THE 68th ROMANIAN MATHEMATICAL OLYMPIAD

We shall prove that 1) implies 2), the other implication being obvious. As $\det (A_1^2+A_2^2+\cdots +A_k^2)=0$ there is a matrix $X\in {\mathcal{M}}_{n,1}(\mathbb{R})$, $X\ne O_{n,1}$, such that $(A_1^2+A_2^2+\cdots +A_k^2)X=O_{n,1}$ (the homogeneous linear system has a non-zero solution). This implies $X^t(A_1^2+A_2^2+\cdots +A_k^2)X=O_n$, or $X^t{A}_1^t{A}_{1}X+X^t{A}_2^t{A}_{2}X+\cdots +X^t{A}_k^t{A}_{k}X=O_n$. Putting $A_{i}X=Y_i$, $i=1,2,\dots ,k$, we write $Y_1^t{Y}_1+Y_2^t{Y}_2+\cdots +Y_k^t{Y}_k=O_n$. Thus $A_{i}X=O_{n,1}$, or $A_i^{t}X=O_{n,1}$, $i=1,2,\dots ,k$.

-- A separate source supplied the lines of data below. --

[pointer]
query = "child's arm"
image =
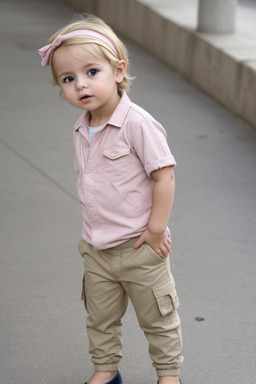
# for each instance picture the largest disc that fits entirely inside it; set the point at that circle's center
(162, 200)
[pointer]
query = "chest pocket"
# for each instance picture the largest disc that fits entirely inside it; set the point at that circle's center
(116, 164)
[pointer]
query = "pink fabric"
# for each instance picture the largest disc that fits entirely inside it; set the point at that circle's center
(45, 52)
(114, 183)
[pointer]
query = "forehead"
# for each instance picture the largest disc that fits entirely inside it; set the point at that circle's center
(77, 54)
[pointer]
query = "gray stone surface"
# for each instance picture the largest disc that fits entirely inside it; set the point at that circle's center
(213, 221)
(216, 63)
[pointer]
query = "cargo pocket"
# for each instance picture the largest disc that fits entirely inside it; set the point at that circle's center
(83, 295)
(167, 298)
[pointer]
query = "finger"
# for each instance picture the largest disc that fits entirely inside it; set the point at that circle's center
(139, 242)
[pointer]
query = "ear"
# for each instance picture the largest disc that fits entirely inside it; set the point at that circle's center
(120, 71)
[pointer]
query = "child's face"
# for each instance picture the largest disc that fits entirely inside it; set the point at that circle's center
(87, 81)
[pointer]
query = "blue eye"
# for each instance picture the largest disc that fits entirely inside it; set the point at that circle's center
(93, 72)
(68, 79)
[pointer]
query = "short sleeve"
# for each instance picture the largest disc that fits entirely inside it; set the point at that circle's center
(150, 144)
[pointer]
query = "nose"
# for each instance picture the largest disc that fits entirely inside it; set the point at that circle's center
(81, 83)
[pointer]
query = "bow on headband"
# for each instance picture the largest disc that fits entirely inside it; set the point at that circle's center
(46, 51)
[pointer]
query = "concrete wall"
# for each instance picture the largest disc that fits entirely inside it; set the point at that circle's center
(214, 63)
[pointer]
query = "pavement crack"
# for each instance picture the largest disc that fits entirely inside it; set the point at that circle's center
(37, 169)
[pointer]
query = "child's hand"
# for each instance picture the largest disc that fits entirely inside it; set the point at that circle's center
(161, 244)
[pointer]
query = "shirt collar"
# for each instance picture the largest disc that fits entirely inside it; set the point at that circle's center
(115, 120)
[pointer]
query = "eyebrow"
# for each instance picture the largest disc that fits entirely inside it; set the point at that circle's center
(71, 72)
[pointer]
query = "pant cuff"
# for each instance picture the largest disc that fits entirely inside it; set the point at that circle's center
(167, 372)
(106, 367)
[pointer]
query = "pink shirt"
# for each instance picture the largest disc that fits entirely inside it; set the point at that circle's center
(114, 183)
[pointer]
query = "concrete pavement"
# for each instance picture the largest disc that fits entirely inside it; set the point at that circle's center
(213, 222)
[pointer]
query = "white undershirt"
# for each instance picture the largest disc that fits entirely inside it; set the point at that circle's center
(93, 130)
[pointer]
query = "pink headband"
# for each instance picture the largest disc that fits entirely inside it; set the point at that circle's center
(46, 51)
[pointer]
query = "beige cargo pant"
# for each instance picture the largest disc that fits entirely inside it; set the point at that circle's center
(113, 275)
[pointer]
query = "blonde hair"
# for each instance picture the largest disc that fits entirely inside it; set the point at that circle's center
(96, 24)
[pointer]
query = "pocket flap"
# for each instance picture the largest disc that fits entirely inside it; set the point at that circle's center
(166, 297)
(116, 152)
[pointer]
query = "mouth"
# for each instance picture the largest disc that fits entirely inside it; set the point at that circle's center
(85, 98)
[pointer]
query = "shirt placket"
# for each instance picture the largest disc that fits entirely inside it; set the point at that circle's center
(90, 190)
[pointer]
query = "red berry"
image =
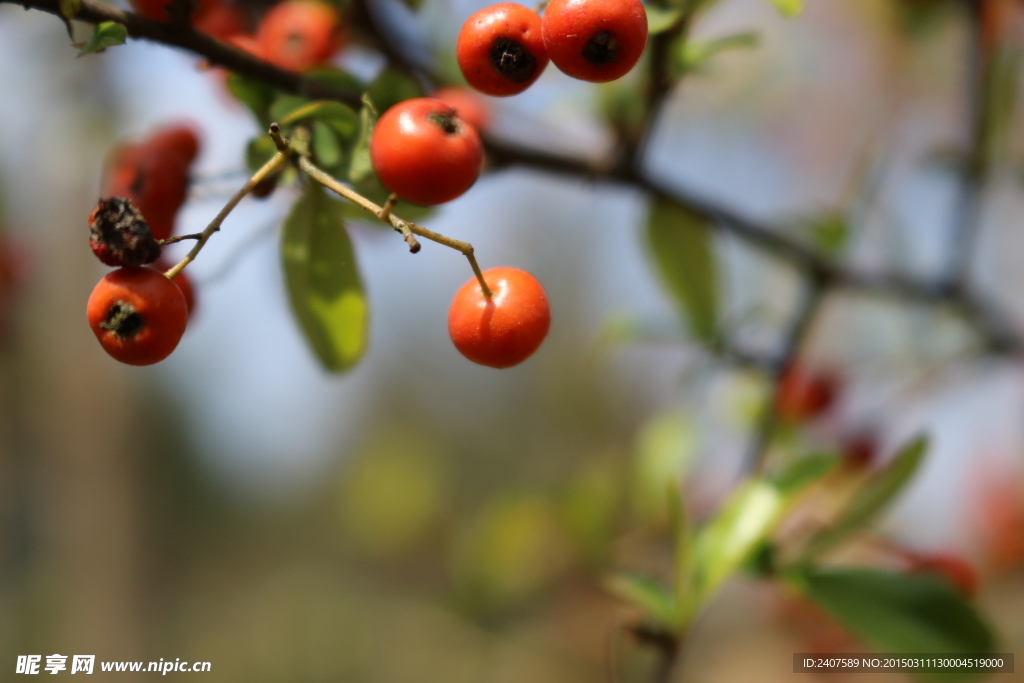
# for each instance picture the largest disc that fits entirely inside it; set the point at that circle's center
(248, 44)
(137, 314)
(506, 329)
(220, 18)
(595, 40)
(154, 175)
(184, 284)
(424, 153)
(180, 139)
(949, 567)
(119, 235)
(467, 104)
(501, 49)
(300, 34)
(860, 450)
(805, 393)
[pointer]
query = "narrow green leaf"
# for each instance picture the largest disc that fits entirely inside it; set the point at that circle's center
(999, 93)
(323, 281)
(731, 538)
(359, 167)
(788, 7)
(258, 152)
(651, 597)
(799, 474)
(829, 231)
(285, 105)
(899, 612)
(326, 146)
(336, 78)
(876, 495)
(256, 96)
(391, 87)
(69, 8)
(107, 34)
(339, 117)
(660, 19)
(682, 541)
(692, 54)
(683, 250)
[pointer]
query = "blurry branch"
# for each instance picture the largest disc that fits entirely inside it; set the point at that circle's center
(967, 211)
(184, 37)
(991, 324)
(801, 325)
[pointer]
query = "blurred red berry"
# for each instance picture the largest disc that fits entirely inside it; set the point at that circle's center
(220, 18)
(860, 450)
(947, 566)
(805, 393)
(119, 235)
(300, 34)
(1000, 523)
(467, 104)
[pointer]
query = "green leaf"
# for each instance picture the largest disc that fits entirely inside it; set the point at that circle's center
(899, 612)
(660, 19)
(681, 243)
(391, 87)
(339, 117)
(731, 538)
(799, 474)
(651, 597)
(323, 281)
(788, 7)
(873, 497)
(107, 34)
(326, 146)
(664, 450)
(257, 96)
(829, 231)
(258, 152)
(284, 105)
(336, 78)
(999, 93)
(69, 8)
(693, 54)
(359, 168)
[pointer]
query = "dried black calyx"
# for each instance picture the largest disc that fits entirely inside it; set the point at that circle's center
(119, 235)
(445, 121)
(512, 60)
(123, 321)
(601, 49)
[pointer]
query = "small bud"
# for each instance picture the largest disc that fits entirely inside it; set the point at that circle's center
(120, 236)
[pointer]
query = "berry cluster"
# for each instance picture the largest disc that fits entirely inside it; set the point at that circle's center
(503, 48)
(296, 35)
(136, 312)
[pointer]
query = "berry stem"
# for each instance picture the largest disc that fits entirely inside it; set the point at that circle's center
(406, 227)
(271, 166)
(180, 238)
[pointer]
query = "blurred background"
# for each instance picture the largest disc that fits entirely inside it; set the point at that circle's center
(422, 518)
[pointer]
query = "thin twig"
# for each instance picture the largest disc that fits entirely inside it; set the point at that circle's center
(989, 322)
(813, 295)
(275, 162)
(967, 211)
(179, 238)
(404, 226)
(215, 51)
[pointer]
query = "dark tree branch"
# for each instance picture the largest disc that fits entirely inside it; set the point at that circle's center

For any matrices $B_1,B_2,\dots ,B_k\in {\mathcal{M}}_n(\mathbb{R})$ we have $(B_1^t{A}_1^t+B_2^t{A}_2^t+\cdots +B_k^t{A}_k^t)X=O_{n,1}$, which is equivalent to the fact that the system $(B_1^t{A}_1+B_2^t{A}_2+\cdots +B_k^t{A}_k)X=O_{n,1}$ has a non-trivial solution, so $\det (B_1^t{A}_1+B_2^t{A}_2+\cdots +B_k^t{A}_k)=\det (A_1{B}_1+A_2{B}_2+\cdots +A_k{B}_k)=0$.